Operation: Get the Hell Out of DeKalb
Decatur Metro | December 14, 2007Vernon Jones may have vetoed the 2:30a bar closing time bill passed by the DeKalb County Commission last month, citing potential lost revenue, but that hasn’t stopped him from coming up with alternative means of deterring the most egregious and annoying nightclub offenders.
Connect the dots.
First, Jones vetoes the earlier closing hours bill, allowing bars in DeKalb to remain open ’til 4am, unlike neighboring Atlanta, which closes up shop at 2a. Nightclubs and bars breath a sigh of relief.
Then comes Operation: Hammer Time. County Police descend upon nightclubs, bars and strip clubs issuing 78 violations and making 109 arrests for things like permit violations. Nightclubs and bars are caught off guard and begin reaching for the oxygen mask.
This was followed by the less-exciting sequel: Operation Hammer Time II where restaurants and hotels got the same treatment.

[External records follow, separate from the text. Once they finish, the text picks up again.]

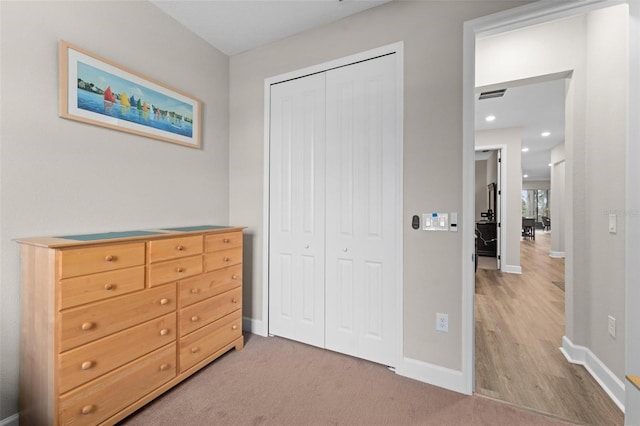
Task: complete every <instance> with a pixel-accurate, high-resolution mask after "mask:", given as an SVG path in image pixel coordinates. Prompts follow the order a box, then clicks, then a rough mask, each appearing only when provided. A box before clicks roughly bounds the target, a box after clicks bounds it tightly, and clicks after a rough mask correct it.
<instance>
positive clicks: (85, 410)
mask: <svg viewBox="0 0 640 426" xmlns="http://www.w3.org/2000/svg"><path fill="white" fill-rule="evenodd" d="M94 408H95V407H94V406H93V405H85V406H84V407H82V410H81V413H82V414H83V415H85V416H86V415H87V414H91V413H92V412H93V409H94Z"/></svg>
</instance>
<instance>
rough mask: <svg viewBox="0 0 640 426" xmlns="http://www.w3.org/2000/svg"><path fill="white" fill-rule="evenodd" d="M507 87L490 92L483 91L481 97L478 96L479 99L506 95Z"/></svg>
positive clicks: (500, 97)
mask: <svg viewBox="0 0 640 426" xmlns="http://www.w3.org/2000/svg"><path fill="white" fill-rule="evenodd" d="M506 91H507V89H500V90H492V91H490V92H482V93H480V97H479V98H478V100H482V99H491V98H501V97H503V96H504V92H506Z"/></svg>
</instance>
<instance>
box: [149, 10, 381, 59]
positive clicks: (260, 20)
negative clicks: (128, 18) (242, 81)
mask: <svg viewBox="0 0 640 426" xmlns="http://www.w3.org/2000/svg"><path fill="white" fill-rule="evenodd" d="M389 1H391V0H342V1H340V0H284V1H283V0H151V2H152V3H154V4H155V5H156V6H158V7H159V8H160V9H161V10H162V11H164V12H165V13H166V14H167V15H169V16H171V17H173V18H174V19H175V20H177V21H178V22H180V23H181V24H183V25H184V26H186V27H187V28H189V29H190V30H191V31H193V32H194V33H196V34H197V35H199V36H200V37H202V38H203V39H204V40H206V41H207V42H208V43H209V44H211V45H213V46H214V47H216V48H217V49H219V50H221V51H222V52H224V53H226V54H227V55H236V54H238V53H242V52H245V51H247V50H251V49H254V48H256V47H260V46H263V45H265V44H268V43H271V42H274V41H278V40H282V39H284V38H287V37H290V36H292V35H294V34H297V33H301V32H303V31H306V30H309V29H312V28H315V27H319V26H321V25H325V24H328V23H331V22H335V21H338V20H340V19H342V18H345V17H347V16H349V15H353V14H355V13H358V12H362V11H363V10H366V9H369V8H372V7H375V6H379V5H381V4H384V3H388V2H389Z"/></svg>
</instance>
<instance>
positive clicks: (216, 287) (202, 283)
mask: <svg viewBox="0 0 640 426" xmlns="http://www.w3.org/2000/svg"><path fill="white" fill-rule="evenodd" d="M241 285H242V265H240V264H238V265H234V266H230V267H228V268H224V269H218V270H216V271H213V272H208V273H206V274H202V275H200V276H197V277H192V278H188V279H186V280H182V281H180V284H179V286H180V287H179V290H178V291H179V292H180V306H182V307H184V306H188V305H191V304H193V303H196V302H199V301H201V300H204V299H207V298H209V297H211V296H215V295H217V294H220V293H224V292H225V291H229V290H231V289H232V288H236V287H239V286H241Z"/></svg>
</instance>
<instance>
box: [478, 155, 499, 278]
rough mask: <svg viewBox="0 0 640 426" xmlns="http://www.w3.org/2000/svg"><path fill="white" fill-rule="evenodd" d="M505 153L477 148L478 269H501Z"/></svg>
mask: <svg viewBox="0 0 640 426" xmlns="http://www.w3.org/2000/svg"><path fill="white" fill-rule="evenodd" d="M501 165H502V149H490V147H477V148H476V158H475V166H476V176H475V179H476V185H475V198H476V208H475V225H476V228H475V243H476V254H477V265H476V268H480V269H492V270H500V269H501V258H502V247H504V243H503V242H502V239H501V237H502V235H501V234H502V233H501V229H502V223H501V220H502V171H501V169H502V167H501Z"/></svg>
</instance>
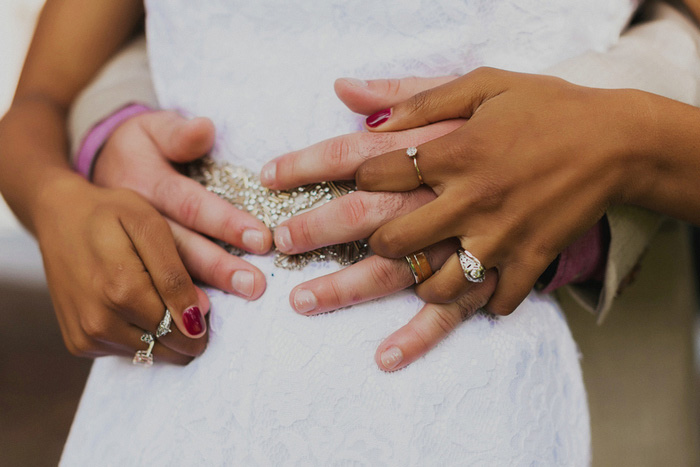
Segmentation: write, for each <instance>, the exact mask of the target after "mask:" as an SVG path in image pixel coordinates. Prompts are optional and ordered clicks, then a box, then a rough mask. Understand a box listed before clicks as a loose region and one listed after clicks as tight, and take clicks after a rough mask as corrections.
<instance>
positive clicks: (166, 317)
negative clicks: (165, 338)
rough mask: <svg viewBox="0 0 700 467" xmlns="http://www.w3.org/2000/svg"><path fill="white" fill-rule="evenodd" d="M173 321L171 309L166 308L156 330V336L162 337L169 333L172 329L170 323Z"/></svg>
mask: <svg viewBox="0 0 700 467" xmlns="http://www.w3.org/2000/svg"><path fill="white" fill-rule="evenodd" d="M172 322H173V318H172V316H170V310H168V309H167V308H166V309H165V316H163V319H162V320H160V323H159V324H158V329H157V330H156V337H157V338H160V337H163V336H164V335H166V334H168V333H169V332H171V331H170V323H172Z"/></svg>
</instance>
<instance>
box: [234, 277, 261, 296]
mask: <svg viewBox="0 0 700 467" xmlns="http://www.w3.org/2000/svg"><path fill="white" fill-rule="evenodd" d="M231 283H232V285H233V290H235V291H236V292H238V293H239V294H240V295H243V296H244V297H250V296H252V295H253V290H254V289H255V275H254V274H253V273H252V272H250V271H236V272H234V273H233V277H232V279H231Z"/></svg>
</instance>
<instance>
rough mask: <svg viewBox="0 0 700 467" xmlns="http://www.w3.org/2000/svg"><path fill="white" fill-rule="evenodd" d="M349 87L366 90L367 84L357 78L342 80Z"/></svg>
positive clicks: (346, 78)
mask: <svg viewBox="0 0 700 467" xmlns="http://www.w3.org/2000/svg"><path fill="white" fill-rule="evenodd" d="M343 79H344V80H345V82H347V83H348V84H349V85H350V86H357V87H358V88H366V87H367V86H369V83H368V82H367V81H365V80H363V79H357V78H343Z"/></svg>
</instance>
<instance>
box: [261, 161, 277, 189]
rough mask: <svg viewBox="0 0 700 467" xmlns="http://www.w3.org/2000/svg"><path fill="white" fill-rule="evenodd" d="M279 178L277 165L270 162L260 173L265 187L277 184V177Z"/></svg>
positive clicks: (274, 162) (261, 170)
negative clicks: (276, 178) (273, 183)
mask: <svg viewBox="0 0 700 467" xmlns="http://www.w3.org/2000/svg"><path fill="white" fill-rule="evenodd" d="M276 176H277V163H276V162H268V163H267V164H265V165H264V166H263V168H262V170H261V171H260V181H261V182H262V184H263V185H271V184H273V183H275V177H276Z"/></svg>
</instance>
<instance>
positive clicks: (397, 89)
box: [261, 77, 496, 371]
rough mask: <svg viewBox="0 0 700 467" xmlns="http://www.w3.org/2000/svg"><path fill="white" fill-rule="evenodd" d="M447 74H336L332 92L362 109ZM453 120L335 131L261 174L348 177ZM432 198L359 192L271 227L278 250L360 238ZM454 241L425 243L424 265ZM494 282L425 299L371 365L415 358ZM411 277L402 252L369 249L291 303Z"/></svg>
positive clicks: (439, 267)
mask: <svg viewBox="0 0 700 467" xmlns="http://www.w3.org/2000/svg"><path fill="white" fill-rule="evenodd" d="M452 79H454V78H453V77H445V78H436V79H419V78H407V79H404V80H375V81H370V82H369V83H367V84H364V83H362V82H359V83H358V82H357V81H355V80H345V79H342V80H338V81H337V82H336V92H337V93H338V96H339V97H340V98H341V99H342V100H343V102H345V104H346V105H348V107H349V108H350V109H351V110H354V111H356V112H358V113H362V114H365V115H367V114H370V113H374V112H376V111H377V110H379V109H381V108H383V107H386V106H391V105H393V104H395V103H398V102H401V101H402V100H404V99H406V98H408V97H409V96H411V95H413V94H415V93H416V92H419V91H421V90H424V89H428V88H431V87H434V86H437V85H439V84H442V83H445V82H448V81H450V80H452ZM459 125H460V123H459V122H442V123H438V124H435V125H431V126H428V127H425V128H420V129H416V130H409V131H405V132H396V133H386V134H382V133H377V134H372V133H366V132H365V133H354V134H349V135H345V136H340V137H337V138H333V139H330V140H327V141H323V142H321V143H318V144H316V145H314V146H311V147H309V148H306V149H303V150H301V151H296V152H293V153H290V154H286V155H284V156H281V157H279V158H277V159H275V160H273V161H271V162H270V163H268V164H267V165H266V166H265V167H264V168H263V171H262V176H261V177H262V180H263V183H264V184H265V185H266V186H268V187H270V188H277V189H284V188H291V187H295V186H299V185H302V184H306V183H314V182H319V181H323V180H343V179H349V178H352V177H353V174H354V173H355V171H356V170H357V168H358V167H359V165H360V164H361V163H362V162H363V161H365V160H367V159H368V158H370V157H373V156H374V155H377V154H379V153H381V152H384V151H389V150H392V149H397V148H402V147H406V146H410V145H417V144H420V143H423V142H426V141H429V140H431V139H434V138H437V137H440V136H442V135H444V134H446V133H449V132H450V131H453V130H454V129H456V128H457V127H458V126H459ZM433 199H435V194H434V193H433V192H432V191H431V190H429V189H427V188H421V189H418V190H414V191H411V192H407V193H368V192H361V191H358V192H355V193H351V194H349V195H346V196H343V197H341V198H338V199H335V200H333V201H331V202H329V203H327V204H325V205H323V206H320V207H318V208H316V209H313V210H311V211H309V212H307V213H304V214H301V215H298V216H294V217H293V218H291V219H289V220H288V221H286V222H284V223H283V224H281V225H280V226H279V227H278V228H277V229H276V230H275V243H276V245H277V247H278V248H279V249H280V250H281V251H283V252H285V253H300V252H304V251H309V250H313V249H315V248H319V247H321V246H326V245H331V244H335V243H342V242H347V241H353V240H358V239H361V238H367V237H368V236H369V235H371V234H372V232H374V231H375V230H376V229H377V228H378V227H380V226H381V225H383V224H385V223H386V222H388V221H390V220H392V219H395V218H397V217H399V216H401V215H405V214H408V213H410V212H411V211H413V210H415V209H417V208H419V207H420V206H423V205H424V204H426V203H429V202H430V201H431V200H433ZM456 246H457V245H456V243H455V242H454V241H449V240H446V241H443V242H440V243H439V244H437V245H434V246H431V247H429V248H426V249H424V252H425V254H426V257H427V260H428V261H429V263H430V266H431V268H432V269H433V270H438V269H439V268H440V267H441V265H442V264H443V262H444V261H445V259H446V258H448V257H449V255H451V254H452V253H453V252H454V250H455V248H456ZM495 282H496V276H495V275H491V277H489V278H488V279H487V281H485V283H483V284H478V285H475V286H474V288H473V290H472V291H471V292H472V293H470V294H466V295H465V296H464V297H463V298H460V299H458V300H456V301H454V302H452V303H448V304H426V305H425V306H424V307H423V308H422V309H421V310H420V311H419V312H418V314H417V315H416V316H415V317H414V318H413V319H411V321H409V322H408V323H407V324H406V325H405V326H403V327H402V328H401V329H399V330H397V331H396V332H394V333H393V334H391V336H389V337H388V338H387V339H386V340H385V341H384V342H382V344H381V345H380V346H379V347H378V349H377V352H376V355H375V359H376V362H377V365H378V366H379V367H380V368H382V369H383V370H387V371H393V370H398V369H400V368H403V367H405V366H406V365H408V364H410V363H412V362H413V361H415V360H416V359H418V358H420V357H421V356H422V355H423V354H425V353H426V352H428V351H429V350H430V349H431V348H432V347H434V346H435V345H436V344H437V343H438V342H440V341H441V340H442V339H443V338H444V337H445V336H447V335H448V334H449V333H450V332H451V331H452V330H453V329H454V328H455V327H457V326H458V325H459V324H460V323H461V322H462V321H463V320H464V319H466V318H467V317H469V316H471V315H472V314H474V313H475V312H476V311H477V310H478V309H479V308H480V307H481V306H483V305H484V304H485V303H486V301H487V300H488V298H489V297H490V296H491V294H492V293H493V290H494V288H495ZM413 284H414V278H413V275H412V273H411V270H410V268H409V265H408V263H407V261H406V260H405V259H404V258H401V259H389V258H382V257H380V256H371V257H369V258H367V259H364V260H362V261H360V262H358V263H356V264H354V265H352V266H349V267H347V268H344V269H342V270H340V271H338V272H336V273H333V274H329V275H327V276H323V277H319V278H317V279H313V280H311V281H308V282H305V283H303V284H300V285H298V286H297V287H295V288H294V289H293V290H292V292H291V294H290V303H291V305H292V307H293V308H294V309H295V310H296V311H297V312H299V313H303V314H305V315H313V314H317V313H323V312H327V311H332V310H336V309H338V308H342V307H345V306H349V305H353V304H356V303H362V302H366V301H369V300H372V299H375V298H379V297H384V296H387V295H391V294H393V293H396V292H398V291H400V290H403V289H405V288H407V287H410V286H411V285H413Z"/></svg>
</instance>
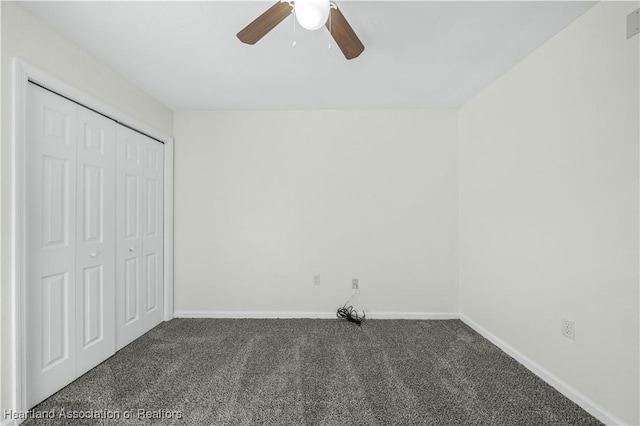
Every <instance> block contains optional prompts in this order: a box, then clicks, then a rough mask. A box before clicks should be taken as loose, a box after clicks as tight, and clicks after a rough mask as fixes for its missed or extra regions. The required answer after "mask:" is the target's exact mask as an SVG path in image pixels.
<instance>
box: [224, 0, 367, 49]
mask: <svg viewBox="0 0 640 426" xmlns="http://www.w3.org/2000/svg"><path fill="white" fill-rule="evenodd" d="M293 12H295V16H296V19H297V20H298V23H299V24H300V26H302V27H303V28H305V29H308V30H317V29H319V28H322V27H323V26H325V27H326V28H327V29H328V30H329V33H330V34H331V36H332V37H333V39H334V40H335V42H336V44H337V45H338V47H339V48H340V50H342V53H343V54H344V56H345V58H347V59H353V58H356V57H358V56H359V55H360V54H361V53H362V51H363V50H364V45H363V44H362V42H361V41H360V39H359V38H358V36H357V35H356V33H355V32H354V31H353V29H352V28H351V25H349V23H348V22H347V20H346V19H345V17H344V15H343V14H342V12H340V9H338V6H336V4H335V3H334V2H332V1H330V0H295V1H294V0H280V1H279V2H278V3H276V4H274V5H273V6H271V7H270V8H269V9H267V10H266V11H265V12H264V13H263V14H262V15H260V16H258V17H257V18H256V19H255V20H254V21H253V22H251V23H250V24H249V25H247V26H246V27H244V28H243V29H242V30H241V31H240V32H239V33H238V34H237V36H238V38H239V39H240V41H241V42H243V43H246V44H256V42H257V41H258V40H260V39H261V38H262V37H264V36H265V35H266V34H267V33H268V32H269V31H271V30H272V29H274V28H275V27H276V25H278V24H279V23H280V22H282V21H283V20H284V18H286V17H287V16H289V15H290V14H291V13H293Z"/></svg>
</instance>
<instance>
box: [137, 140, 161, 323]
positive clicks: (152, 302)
mask: <svg viewBox="0 0 640 426" xmlns="http://www.w3.org/2000/svg"><path fill="white" fill-rule="evenodd" d="M163 179H164V145H162V144H161V143H159V142H156V141H154V140H152V139H149V138H147V140H146V144H145V167H144V197H143V198H144V201H145V209H144V211H145V216H144V223H143V232H144V235H143V242H142V246H143V250H144V265H145V294H144V305H143V308H144V316H145V319H144V324H145V331H148V330H150V329H152V328H153V327H155V326H156V325H158V324H160V323H161V322H162V320H163V313H164V312H163V306H164V297H163V295H164V291H163V289H164V275H163V271H164V232H163V229H164V216H163V204H164V199H163V194H164V182H163Z"/></svg>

Then today the DeKalb County Zoning Board of Appeals ruled that the controversial nightclub that started this whole fiasco (Pure Atlanta) was not appropriate for C1 commercial zoning because it does not have a kitchen (and therefore cannot be considered a “restaurant”). The board stated that nightclubs without kitchens should be grouped along places like bowling alleys and movie theaters as “recreation”.
The ruling has wide implications for any nightclub or bar in the county that doesn’t cook its own food. If the ruling still stands after appeal, many nightclubs and bars could be shutdown.
Just like after Operation Hammer Time, county officials are playing dumb to the broader implications of this ruling.
From the AJC…
Kristie Swink, spokeswoman for the county, originally said the decision was not meant to close the club and that the planning department was going to review the ruling. A day later, she said the ball was in the club’s court and it had to successfully appeal the board’s ruling or be shut down.
But ultimately, as anyone that’s followed this months-long story can see, when you begin connect all the dots, you get a picture of a CEO that wanted to use quieter, alternative methods (law enforcement, zoning board) to deter nightclubs from crossing the county line into DeKalb, instead of a highly public, blanket legislation.